Perçage, fente, curetage des souches, mise en place d'un fil de cuivre : les vignerons testent ou retestent diverses techniques pour lutter contre le fléau des maladies du bois. Leur efficacité reste à prouver.
Depuis l'interdiction de l'arsénite de soude, les vignerons se retrouvent démunis face à l'esca. Et la maladie progresse. En désespoir de cause, certains ressortent les vieilles recettes de grand-père qui, pour certaines, datent de l'Antiquité. L'esca sévissait déjà en ces temps lointains où les vignerons ne connaissaient pas encore l'arsénite.
Ainsi, les Grecs anciens fendaient les souches malades au point de jonction des branches principales et y glissaient une pierre pour éviter la cicatrisation de la blessure. D'autres faisaient un curetage des parties cariées du tronc. Leur intuition n'était pas dénuée de bon sens, car il a été démontré, par la suite, qu'un des champignons responsables de l'esca est sensible à l'oxygène. Cette technique devait donc avoir un effet.

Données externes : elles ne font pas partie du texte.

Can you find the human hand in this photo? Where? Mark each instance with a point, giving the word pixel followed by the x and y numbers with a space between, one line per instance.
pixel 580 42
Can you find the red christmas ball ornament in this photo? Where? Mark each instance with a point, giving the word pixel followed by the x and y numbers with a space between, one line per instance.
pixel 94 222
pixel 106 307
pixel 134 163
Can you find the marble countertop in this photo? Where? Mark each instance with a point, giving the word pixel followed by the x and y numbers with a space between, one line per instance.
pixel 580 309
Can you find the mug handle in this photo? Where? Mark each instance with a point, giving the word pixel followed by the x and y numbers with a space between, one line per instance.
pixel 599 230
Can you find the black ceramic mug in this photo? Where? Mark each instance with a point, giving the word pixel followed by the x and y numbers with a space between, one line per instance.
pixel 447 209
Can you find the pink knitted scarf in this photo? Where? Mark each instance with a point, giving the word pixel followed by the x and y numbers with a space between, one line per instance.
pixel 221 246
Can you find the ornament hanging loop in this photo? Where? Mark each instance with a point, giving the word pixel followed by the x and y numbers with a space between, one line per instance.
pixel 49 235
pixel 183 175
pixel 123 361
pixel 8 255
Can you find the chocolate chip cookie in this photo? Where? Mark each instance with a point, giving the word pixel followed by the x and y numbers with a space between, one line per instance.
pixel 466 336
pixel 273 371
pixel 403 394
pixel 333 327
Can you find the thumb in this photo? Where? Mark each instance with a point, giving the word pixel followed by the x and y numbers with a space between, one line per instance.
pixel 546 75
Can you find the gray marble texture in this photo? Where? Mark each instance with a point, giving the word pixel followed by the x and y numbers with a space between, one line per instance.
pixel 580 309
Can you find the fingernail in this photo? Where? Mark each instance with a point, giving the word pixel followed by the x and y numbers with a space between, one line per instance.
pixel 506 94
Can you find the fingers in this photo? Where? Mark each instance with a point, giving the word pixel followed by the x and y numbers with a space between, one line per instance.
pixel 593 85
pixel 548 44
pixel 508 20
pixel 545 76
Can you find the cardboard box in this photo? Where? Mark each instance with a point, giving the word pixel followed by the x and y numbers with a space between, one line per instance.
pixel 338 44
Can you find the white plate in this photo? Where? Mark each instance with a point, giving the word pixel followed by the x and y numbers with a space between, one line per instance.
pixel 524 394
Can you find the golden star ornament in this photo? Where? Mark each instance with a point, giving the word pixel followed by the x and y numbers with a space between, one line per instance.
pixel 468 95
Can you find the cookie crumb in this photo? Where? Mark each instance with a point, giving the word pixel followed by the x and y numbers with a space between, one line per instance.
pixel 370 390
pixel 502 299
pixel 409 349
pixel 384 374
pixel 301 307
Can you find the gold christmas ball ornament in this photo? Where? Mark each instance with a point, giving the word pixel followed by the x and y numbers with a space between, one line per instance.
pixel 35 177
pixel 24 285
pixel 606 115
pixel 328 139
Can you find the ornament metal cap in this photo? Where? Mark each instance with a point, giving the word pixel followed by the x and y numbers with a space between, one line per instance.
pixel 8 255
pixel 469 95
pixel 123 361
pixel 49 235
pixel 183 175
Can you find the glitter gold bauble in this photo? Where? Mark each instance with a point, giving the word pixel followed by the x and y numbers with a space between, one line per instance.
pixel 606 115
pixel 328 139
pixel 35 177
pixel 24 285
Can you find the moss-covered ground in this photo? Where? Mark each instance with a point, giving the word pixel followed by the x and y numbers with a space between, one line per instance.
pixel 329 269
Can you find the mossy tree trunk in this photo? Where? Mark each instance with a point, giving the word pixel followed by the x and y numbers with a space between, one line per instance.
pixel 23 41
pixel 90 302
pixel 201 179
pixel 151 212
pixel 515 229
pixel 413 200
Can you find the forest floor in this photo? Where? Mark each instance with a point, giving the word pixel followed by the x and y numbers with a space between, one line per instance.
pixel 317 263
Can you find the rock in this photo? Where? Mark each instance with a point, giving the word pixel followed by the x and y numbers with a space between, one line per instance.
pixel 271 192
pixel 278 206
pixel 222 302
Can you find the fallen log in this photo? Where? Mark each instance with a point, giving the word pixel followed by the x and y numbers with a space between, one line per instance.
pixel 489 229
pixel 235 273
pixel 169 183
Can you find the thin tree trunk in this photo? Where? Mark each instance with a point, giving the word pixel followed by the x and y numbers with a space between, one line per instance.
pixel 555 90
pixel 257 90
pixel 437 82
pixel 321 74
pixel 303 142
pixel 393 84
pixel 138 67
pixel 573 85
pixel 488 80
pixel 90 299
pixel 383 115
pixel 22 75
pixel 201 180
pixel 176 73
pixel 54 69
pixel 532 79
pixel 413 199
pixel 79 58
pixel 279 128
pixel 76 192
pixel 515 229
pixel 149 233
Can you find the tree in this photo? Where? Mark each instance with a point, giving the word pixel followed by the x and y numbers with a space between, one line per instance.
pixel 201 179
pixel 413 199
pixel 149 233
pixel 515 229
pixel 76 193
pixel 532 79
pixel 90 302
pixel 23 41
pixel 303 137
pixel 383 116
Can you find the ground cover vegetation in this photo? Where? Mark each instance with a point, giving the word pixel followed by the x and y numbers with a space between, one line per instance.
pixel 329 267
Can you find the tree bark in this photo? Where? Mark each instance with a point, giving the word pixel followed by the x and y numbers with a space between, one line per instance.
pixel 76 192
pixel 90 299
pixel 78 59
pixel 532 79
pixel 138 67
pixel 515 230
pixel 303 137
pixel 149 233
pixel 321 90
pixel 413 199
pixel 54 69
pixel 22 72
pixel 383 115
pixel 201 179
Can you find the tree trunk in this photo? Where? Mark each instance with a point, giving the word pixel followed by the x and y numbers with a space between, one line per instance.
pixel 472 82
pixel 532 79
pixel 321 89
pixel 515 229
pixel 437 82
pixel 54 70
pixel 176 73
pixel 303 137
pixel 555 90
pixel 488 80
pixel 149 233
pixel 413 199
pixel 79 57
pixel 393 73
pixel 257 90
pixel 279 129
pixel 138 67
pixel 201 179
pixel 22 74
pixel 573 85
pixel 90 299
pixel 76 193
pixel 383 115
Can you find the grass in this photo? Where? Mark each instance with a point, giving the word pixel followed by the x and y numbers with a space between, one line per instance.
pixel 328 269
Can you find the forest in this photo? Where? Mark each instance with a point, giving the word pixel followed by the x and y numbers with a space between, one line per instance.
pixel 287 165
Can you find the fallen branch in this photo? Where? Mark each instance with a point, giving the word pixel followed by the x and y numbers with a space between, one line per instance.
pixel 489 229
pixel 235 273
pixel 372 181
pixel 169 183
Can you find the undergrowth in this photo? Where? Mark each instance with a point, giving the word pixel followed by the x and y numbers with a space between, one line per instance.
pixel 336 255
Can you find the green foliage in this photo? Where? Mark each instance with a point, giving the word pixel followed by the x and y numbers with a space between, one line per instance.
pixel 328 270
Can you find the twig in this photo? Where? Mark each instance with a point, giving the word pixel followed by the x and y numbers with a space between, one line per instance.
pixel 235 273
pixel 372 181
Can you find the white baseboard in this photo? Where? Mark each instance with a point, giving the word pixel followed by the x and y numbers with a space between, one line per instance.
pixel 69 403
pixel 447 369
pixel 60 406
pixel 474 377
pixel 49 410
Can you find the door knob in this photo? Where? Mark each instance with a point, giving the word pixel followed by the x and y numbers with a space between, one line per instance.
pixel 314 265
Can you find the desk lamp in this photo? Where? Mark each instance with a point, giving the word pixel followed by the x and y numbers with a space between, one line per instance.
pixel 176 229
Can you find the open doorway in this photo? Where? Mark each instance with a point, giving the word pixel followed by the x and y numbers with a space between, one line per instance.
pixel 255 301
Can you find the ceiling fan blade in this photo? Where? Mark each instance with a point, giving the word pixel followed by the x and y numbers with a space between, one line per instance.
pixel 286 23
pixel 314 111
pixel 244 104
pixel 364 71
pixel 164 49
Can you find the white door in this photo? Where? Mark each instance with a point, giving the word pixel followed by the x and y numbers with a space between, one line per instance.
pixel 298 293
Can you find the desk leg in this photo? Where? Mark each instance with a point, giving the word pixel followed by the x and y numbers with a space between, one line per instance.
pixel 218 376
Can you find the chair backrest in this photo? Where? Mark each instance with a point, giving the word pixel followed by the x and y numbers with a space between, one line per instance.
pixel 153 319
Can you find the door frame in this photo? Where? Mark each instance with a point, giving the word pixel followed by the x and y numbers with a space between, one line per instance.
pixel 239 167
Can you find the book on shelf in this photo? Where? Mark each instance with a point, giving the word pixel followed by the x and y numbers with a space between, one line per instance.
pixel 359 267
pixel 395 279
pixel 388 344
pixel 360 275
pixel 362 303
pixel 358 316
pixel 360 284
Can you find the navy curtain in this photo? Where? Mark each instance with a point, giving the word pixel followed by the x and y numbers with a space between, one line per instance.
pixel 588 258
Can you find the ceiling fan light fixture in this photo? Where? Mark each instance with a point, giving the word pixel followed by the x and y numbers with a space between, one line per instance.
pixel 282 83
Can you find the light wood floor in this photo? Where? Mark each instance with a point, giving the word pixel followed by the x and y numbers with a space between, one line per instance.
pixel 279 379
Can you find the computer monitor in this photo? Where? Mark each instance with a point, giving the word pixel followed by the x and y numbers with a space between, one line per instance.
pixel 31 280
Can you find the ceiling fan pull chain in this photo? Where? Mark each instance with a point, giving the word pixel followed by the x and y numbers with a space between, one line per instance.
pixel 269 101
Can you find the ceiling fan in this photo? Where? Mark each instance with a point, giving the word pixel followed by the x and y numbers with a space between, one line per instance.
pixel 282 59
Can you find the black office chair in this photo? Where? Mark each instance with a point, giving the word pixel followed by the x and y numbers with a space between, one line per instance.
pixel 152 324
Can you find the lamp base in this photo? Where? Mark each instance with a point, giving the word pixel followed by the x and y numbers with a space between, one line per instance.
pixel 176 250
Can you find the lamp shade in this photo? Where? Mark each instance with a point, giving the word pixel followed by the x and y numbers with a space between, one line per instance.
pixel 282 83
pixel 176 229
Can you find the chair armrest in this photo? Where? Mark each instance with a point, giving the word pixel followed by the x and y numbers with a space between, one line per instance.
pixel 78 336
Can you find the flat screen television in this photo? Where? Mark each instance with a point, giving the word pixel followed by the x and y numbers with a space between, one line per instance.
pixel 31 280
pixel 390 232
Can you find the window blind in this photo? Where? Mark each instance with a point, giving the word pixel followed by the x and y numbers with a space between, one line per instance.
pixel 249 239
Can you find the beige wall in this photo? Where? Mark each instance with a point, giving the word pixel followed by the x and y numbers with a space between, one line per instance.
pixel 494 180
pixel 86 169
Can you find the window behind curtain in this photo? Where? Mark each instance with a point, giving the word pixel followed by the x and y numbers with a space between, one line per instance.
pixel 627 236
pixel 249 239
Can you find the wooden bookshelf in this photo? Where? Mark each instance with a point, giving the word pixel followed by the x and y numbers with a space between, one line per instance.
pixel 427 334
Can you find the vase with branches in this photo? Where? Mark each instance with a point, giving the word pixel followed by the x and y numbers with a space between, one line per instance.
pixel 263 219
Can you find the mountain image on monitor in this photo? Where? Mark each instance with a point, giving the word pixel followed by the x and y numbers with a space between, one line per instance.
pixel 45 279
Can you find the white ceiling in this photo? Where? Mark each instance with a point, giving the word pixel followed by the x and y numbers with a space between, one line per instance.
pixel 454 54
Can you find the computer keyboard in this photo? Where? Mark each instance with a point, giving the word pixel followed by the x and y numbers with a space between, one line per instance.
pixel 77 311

Des techniciens expliquent que c'est le stress apporté à la plante qui la ferait réagir positivement. Quelques vignerons d'aujourd'hui réessayent ces techniques. Jean-Patrice Favre, vigneron à Castelnau-d'Auzan (Gers), explique sa démarche : ' Sur mon exploitation de 17 ha, 3,5 ha sont atteints par l'esca. Le gros manseng et le sauvignon sont les plus touchés. J'ai percé en juin dernier la base de 25 ceps les plus atteints, à l'aide d'une perceuse sans fil. A l'intérieur du trou, j'ai passé un fil de cuivre. Mon idée est que la sève va passer dans le fil de cuivre et que ce dernier va tuer le champignon. J'attends de voir quels seront les résultats. ' Pour mieux appréhender l'intérêt de telles techniques, la chambre d'agriculture de la région Sud Charentes a mis en place, depuis 1999, un essai de ' perçage '. Deux blocs de 700 souches sont suivis. Dans l'un, les souches sont percées de part en part, dès que des symptômes d'esca sont observés en juillet et août. Le trou situé en bas des pieds fait environ 1 cm de diamètre : ' Chaque fois, nous observons environ 15 % de rémission l'année qui suit le perçage par rapport au témoin. Toutefois, il faut voir si l'efficacité est régulière dans le temps. L'essai est trop récent pour que l'on puisse conclure ', rapporte Philippe Ménard.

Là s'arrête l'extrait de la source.